UK scientists will begin testing a new treatment that could counter the effects of Covid-19 in those that are most seriously ill with the disease.
It's all to do with ‘T cells’, and the surprising way in which it has been found they interact with coronavirus.
Here’s everything you need to know:
What are T cells?
T cells play a central role in the immune response.
Their important role in controlling and shaping the immune response comes through their provision of a variety of immune-related functions, such as ‘immune-mediated cell death’.
Certain types of T cells – also known as "killer cells" – are able to directly kill virus-infected cells, and can even ‘recruit’ other cells when mounting an immune response.
Others – affectionately known as “helper cells” – can indirectly kill cells identified as foreign by determining if and how other parts of the immune system respond to threats.
How do they affect coronavirus patients?
Research has found those with the most severe form of the disease have extremely low numbers of the immune cells.
That finding perhaps doesn’t sound surprising, but it appears Covid-19 is taking on T cells – and winning.
Professor Adrian Hayday from the Crick Institute said it was a "great surprise" to see what was happening with the immune cells.
Scientists have looked at immune cells in the blood of 60 Covid-19 patients and found an apparent crash in the numbers of T-cells.
Normal healthy adults have between 2,000 and 4,000 T cells per microlitre (0.001ml) of blood; the Covid patients the team tested had around 200 – 1,200.
"They're trying to protect us,” Prof Adrian told the BBC, “but the virus seems to be doing something that's pulling the rug from under them, because their numbers have declined dramatically.”
The findings have inspired scientists to begin the clinical trial of the drug, interleukin 7. The study which involves scientists from the Francis Crick Institute, King's College London and Guy's and St Thomas' Hospital.
"The virus that has caused this completely Earth-changing emergency is unique - it's different. It is something unprecedented,” said Prof Adrian.
"The exact reason for this disruption - the spanner in the works of the T-cell system - is not at all clear to us.
"This virus is really doing something distinct and future research - which we will start immediately - needs to find out the mechanism by which this virus is having these effects."
What can the drug do?
It’s hoped interleukin 7 – known to boost T-cell numbers – could one day be adapted into a treatment to reverse immune cell decline, which would in theory speed up patients’ recovery.
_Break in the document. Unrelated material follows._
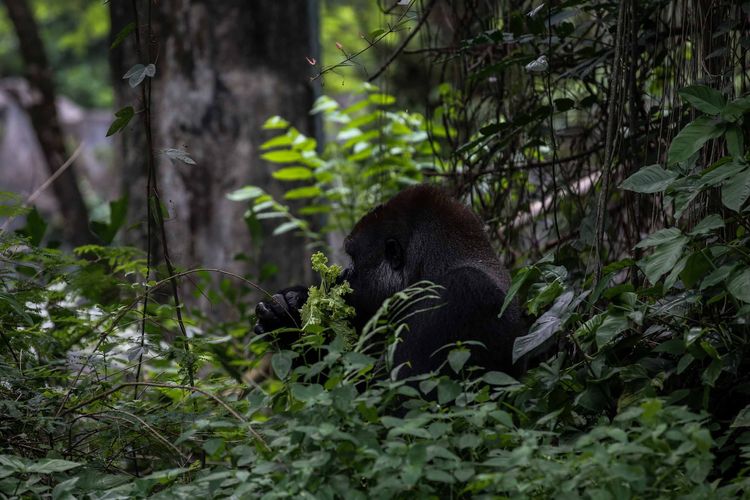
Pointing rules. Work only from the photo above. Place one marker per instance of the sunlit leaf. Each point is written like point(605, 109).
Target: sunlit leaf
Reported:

Researchers hope to be able to develop a "fingerprint test" to check the levels of T cells in the blood; this could give doctors and other medical professionals a clearer idea as to who might be more at risk at developing the disease’s more severe symptoms.
Manu Shankar-Hari, a critical care consultant at Guy's and St Thomas' Hospital, told the BBC: “We are hoping that [when we increase the cell count] the viral infections gets cleared.
“I look after patients who are extremely unwell and, other than supportive care, we do not have any direct active treatment against the disease. So a treatment like this coming along for in the context of a clinical trial is extremely encouraging for critical care physicians across the UK."